1. We will rebind one of the buttons to serve as a download button (simply

uncommenting the download event listener didn’t work, I didn’t dig too
much into why).

2. Change the download permissions logic to not require allowdownload.

3. ???

4. Proceed to downloading the PDF.

To make changes to javascript files returned by a web page we need a man-

in-the-middle proxy server. For this purpose, we will be using Fiddler — a
free web debugging proxy by Telerik https://www.telerik.com/fiddler. Fiddler
was originally developed as a Windows application, and only recently got
ported to Mac. On MacOS it runs using Mono — an open-source
implementation of .NET Framework. You can follow this tutorial
https://www.telerik.com/blogs/introducing-fiddler-for-os-x-beta-1 to install
Mono and Fiddler. The only difference is that Fiddler 64bit version doesn’t
work on OS X, so you would need to use this command to start Fiddler and
avoid errors:

mono --arch=32 Fiddler.exe

Most websites nowadays use https, so we need to configure Fiddler to

correctly capture and decrypt https traffic. Open Tools->Options->HTTPS,
and check the Decrypt HTTPS Traffic checkbox.
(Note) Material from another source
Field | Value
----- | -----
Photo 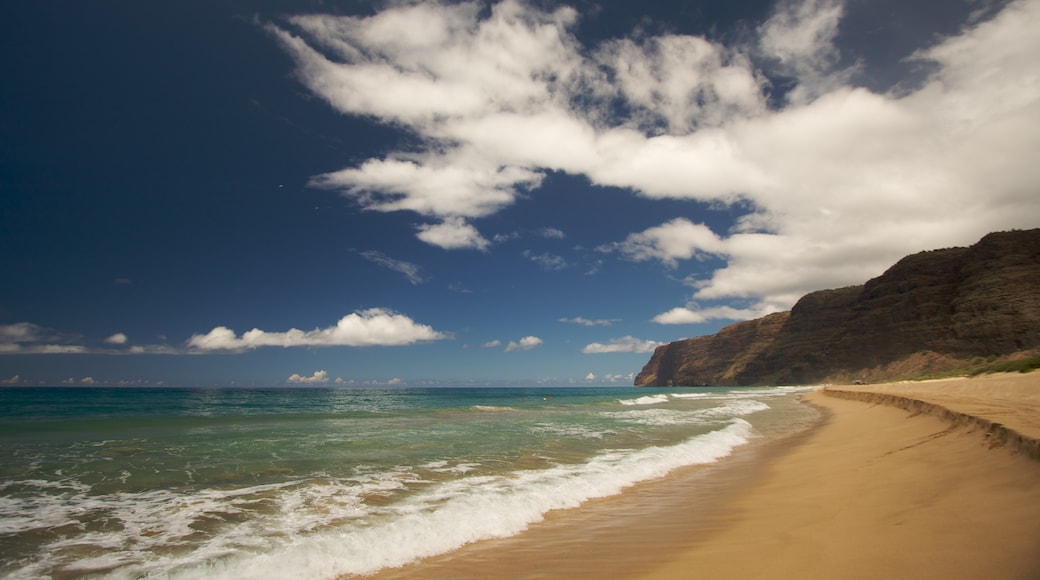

Since Fiddler acts as a proxy, browser traffic gets redirected to it. All
browsers know how to protect user data from man-in-the-middle attacks, so
they don’t let the traffic be delivered to actors whose certificates are not
trusted. To bypass this constraint we click on Actions->Export Root Certificate
To Desktop. Next, open Keychain Access — MacOS app that manages
certificates — and drag-n-drop the generated certificate from your desktop
to the Keychain window. The certificate will appear as
DO_NOT_TRUST_FiddlerRoot. Double click on it, and in the new window
select Always Trust.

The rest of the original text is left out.